Le noir et le rouge y reprennent une symbolique plus « classique », celle par exemple des ténèbres, de la mort, du mal face à celle du sang, de la passion, de la vie. Mais l’inventaire reste ouvert. Le combat sur le sable, rouge contre noir, évoque la corrida où se confrontent le taureau noir et le torero armé de sa muleta rouge.

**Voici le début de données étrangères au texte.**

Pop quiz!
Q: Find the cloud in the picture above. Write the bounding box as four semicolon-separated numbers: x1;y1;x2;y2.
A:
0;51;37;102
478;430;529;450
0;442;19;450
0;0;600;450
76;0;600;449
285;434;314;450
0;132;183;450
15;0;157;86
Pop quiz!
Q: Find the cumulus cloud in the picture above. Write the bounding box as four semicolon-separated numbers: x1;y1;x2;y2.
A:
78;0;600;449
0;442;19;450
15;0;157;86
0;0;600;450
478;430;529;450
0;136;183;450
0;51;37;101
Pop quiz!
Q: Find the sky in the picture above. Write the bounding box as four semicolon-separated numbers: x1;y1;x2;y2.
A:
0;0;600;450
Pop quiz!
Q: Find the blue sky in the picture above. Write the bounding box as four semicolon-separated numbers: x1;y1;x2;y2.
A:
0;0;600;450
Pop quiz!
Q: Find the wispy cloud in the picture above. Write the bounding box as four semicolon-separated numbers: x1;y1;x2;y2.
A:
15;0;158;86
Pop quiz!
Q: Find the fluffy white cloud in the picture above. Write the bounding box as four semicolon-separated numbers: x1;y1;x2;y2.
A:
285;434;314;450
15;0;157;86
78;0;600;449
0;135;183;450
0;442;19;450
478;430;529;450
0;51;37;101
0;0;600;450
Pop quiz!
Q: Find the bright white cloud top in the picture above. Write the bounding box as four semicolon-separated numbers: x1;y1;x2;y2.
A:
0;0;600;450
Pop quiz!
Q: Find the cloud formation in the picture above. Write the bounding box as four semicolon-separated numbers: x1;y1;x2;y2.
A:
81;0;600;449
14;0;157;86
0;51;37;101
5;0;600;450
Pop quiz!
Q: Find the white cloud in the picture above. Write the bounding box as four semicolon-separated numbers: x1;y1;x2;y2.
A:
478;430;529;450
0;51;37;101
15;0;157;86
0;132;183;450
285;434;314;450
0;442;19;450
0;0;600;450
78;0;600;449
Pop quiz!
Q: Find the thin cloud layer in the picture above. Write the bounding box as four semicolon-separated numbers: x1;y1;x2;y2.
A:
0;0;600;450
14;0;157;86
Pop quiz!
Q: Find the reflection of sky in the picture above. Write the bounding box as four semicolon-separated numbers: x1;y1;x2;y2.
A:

L’image du coq annonçant le crépuscule au lieu de l’aube, prenant la nuit pour le jour, peut figurer la fin de sa domination ; quelque chose s’achève tandis que veillent des coqs d’un autre plumage, prêts au ralliement et au combat jusqu’à la mort. Le sens politique de la chanson repose davantage sur le consensus que sur une signification claire. Deux mots seulement détiennent une charge potentielle, « traicionero » et « advierto ». C’est évidemment en ce dernier que réside le germe de la contestation, de mise en garde qui me fait personnellement penser au refrain de « La Semaine Sanglante », de Jean-Baptiste Clément (auteur du «Temps des Cerises »), dédiée aux fusillés de la Commune de Paris :
Oui, mais….
Ça branle dans le manche.
Ces mauvais jours-là finiront 
Et gare à la revanche
Quand tous les pauvres s'y mettront !

Voilà, après m’être maintes fois trompé entre le coq noir et le coq rouge, je pense pouvoir maintenant me représenter les forces en présence dans cette chanson devenue hymne de lutte et choisir mon camp.